# Activation Functions

## Our Sources

* https://keras.io/api/layers/activations/
* https://www.statlearning.com/ (Chapter 10)
* https://en.wikipedia.org/wiki/Activation_function

## Introduction

Recall the equation given for a neural network layer (see Basics of Neural Networks for a reminder of its interpretation): 

$f(X) =\beta_0+\sum_{k=1}^{K}\beta_kh_k(X)$
<br>$ f(X)=\beta_0+\sum_{k=1}^{K}\beta_kg(w_{k0}+\sum_{j=1}^{p}w_{kj}X_j)$

Recall that the activation functions are the portions

$A_k = h_k(X) = g(w_{k0}+\sum_{j=1}^{p}w_{kj}X_{j})=g(z)$

The commonly used shorthand is $g(z)$.

Activation functions are critical to neural networks. They serve 2 primary purposes:

1. They create nonlinearity (where otherwise you might have a simple linear relationship)
2. They ensure the model can capture complex nonlinearities and interactions between the variables

In short, activation functions are what ensure neural networks produce nonlinear output. There are other properties that activation functions can bring, but they differ depending on which activation function gets used. 

## Activation Functions provided by `keras` (1 point)

There are a few major "families" of activation functions that have the desirable properties for activation functions, including:

* *-LU: Linear Unit (such as ReLU)
* Sigmoid
* Hyperbolic (tanh)
* Softmax

There are certainly others as activation functions are still heavily under research, however these are the most common varieties you will see in use today.

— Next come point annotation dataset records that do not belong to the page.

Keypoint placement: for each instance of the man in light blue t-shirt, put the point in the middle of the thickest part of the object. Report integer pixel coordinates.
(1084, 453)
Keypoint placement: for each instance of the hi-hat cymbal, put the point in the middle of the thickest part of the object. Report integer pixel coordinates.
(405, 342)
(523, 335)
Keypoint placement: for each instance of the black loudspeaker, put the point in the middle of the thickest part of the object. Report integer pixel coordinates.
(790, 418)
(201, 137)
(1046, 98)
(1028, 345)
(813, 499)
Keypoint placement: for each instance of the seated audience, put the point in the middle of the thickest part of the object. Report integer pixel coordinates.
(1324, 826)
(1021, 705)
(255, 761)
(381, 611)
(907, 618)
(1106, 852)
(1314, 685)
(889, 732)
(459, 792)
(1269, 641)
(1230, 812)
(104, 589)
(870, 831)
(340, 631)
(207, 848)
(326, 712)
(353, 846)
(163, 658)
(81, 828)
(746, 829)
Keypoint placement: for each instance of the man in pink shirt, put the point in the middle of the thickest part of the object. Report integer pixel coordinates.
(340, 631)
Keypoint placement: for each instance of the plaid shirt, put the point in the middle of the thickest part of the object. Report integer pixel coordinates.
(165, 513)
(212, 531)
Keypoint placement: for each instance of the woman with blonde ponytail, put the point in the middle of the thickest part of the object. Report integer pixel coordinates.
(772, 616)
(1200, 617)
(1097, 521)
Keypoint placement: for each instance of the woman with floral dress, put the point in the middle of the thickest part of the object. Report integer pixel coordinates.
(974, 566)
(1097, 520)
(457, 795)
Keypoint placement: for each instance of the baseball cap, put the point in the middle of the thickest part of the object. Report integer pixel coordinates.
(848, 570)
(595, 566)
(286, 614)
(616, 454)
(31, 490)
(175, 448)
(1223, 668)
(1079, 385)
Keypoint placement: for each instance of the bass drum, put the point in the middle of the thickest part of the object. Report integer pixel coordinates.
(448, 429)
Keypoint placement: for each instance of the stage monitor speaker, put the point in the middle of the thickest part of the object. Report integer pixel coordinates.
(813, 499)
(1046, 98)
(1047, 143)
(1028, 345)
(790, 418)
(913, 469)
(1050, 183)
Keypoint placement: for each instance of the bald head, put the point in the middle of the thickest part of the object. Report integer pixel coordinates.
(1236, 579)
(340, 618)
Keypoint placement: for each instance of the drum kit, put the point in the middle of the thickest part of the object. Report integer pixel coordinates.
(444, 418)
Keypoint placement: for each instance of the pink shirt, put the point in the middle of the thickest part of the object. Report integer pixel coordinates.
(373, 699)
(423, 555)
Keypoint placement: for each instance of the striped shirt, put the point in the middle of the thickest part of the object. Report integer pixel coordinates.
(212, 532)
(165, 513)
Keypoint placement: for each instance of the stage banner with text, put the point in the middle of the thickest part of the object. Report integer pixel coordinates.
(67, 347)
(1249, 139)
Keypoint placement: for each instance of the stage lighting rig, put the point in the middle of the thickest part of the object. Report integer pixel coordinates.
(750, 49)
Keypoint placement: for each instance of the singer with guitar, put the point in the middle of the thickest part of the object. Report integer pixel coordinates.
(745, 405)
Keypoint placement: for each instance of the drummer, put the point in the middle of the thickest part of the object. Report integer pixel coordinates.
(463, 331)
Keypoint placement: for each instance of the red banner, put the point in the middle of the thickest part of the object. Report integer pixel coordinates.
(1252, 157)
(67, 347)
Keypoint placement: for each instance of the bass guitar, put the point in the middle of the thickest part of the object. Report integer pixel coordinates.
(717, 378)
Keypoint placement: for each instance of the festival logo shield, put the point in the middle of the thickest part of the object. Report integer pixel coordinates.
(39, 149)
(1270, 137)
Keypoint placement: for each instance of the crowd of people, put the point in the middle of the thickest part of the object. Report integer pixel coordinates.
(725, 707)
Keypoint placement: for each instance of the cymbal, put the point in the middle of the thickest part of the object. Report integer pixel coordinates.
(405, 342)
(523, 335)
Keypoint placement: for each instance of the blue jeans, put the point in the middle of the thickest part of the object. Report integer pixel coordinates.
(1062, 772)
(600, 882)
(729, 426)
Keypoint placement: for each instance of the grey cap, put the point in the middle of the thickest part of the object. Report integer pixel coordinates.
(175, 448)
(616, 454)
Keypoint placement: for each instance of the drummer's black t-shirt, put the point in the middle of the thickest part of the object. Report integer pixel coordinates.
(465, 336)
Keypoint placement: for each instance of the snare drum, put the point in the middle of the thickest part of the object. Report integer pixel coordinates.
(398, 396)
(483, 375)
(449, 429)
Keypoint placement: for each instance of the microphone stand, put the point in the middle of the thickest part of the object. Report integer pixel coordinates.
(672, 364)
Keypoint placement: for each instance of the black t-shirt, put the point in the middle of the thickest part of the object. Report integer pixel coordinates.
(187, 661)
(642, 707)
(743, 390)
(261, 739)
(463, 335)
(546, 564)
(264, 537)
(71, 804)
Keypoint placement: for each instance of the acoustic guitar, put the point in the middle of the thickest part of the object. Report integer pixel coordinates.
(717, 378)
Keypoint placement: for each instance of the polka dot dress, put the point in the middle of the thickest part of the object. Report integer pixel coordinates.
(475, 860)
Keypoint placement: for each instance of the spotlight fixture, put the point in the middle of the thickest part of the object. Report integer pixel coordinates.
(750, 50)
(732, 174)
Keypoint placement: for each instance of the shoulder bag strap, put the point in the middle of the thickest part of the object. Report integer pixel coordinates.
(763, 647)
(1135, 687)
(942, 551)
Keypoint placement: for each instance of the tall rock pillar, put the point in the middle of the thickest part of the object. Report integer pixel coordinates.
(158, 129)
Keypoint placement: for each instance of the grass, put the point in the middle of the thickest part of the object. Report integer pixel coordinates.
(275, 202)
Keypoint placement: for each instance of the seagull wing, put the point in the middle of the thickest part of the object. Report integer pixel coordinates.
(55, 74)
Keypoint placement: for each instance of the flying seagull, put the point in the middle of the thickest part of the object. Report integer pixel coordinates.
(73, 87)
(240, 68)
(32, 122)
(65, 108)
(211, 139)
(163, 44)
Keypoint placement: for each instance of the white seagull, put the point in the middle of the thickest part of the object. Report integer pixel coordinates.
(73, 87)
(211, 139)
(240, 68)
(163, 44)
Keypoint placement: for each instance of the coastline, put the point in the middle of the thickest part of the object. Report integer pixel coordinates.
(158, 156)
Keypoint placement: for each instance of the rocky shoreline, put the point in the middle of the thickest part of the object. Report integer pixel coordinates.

`keras` carries all of these, with multiple different varieties. Below we list some of the most commonly used activation functions and their use case:

* ReLU (Rectified Linear Unit): Most commonly used. Good general purpose activation function. Can be computed and stored more efficiently than sigmoid (see https://dl.acm.org/doi/pdf/10.1145/3065386, under section 4.1).
* Sigmoid: Used to be the most commonly used, before ReLU. Is also used in logistic regression to convert a linear function into probabilities between 0 and 1.
* Softmax: Also used for (multinomial) logistic regression. Used when there is categorical output and when you want a probability of the chance of each given category. A classic example is using a neural network to classify images of animals: softmax could be used to create an output of probabilities that sum to 1, where a probability is outputted for the chance that the given test image is a specific animal (label).

In general, it's not a bad idea to stick to the Linear Unit family (ReLU, GELU, etc) of activation functions (ReLU in particular) unless you are doing categorical output, in which case a softmax family function (softmax, softplus, etc) might come in handy. 

## Implementing Activation Functions in `keras` (2 points)

Adding activation functions in `keras` is a breeze. Below is a simple implementation of a single layer neural network **that will have ReLU in the hidden layer and softmax for the output layer**. You will notice that the final output layer has 10 neurons; this means that our softmax activation function will have 10 total categories to make probabilities for (which all sum to 1).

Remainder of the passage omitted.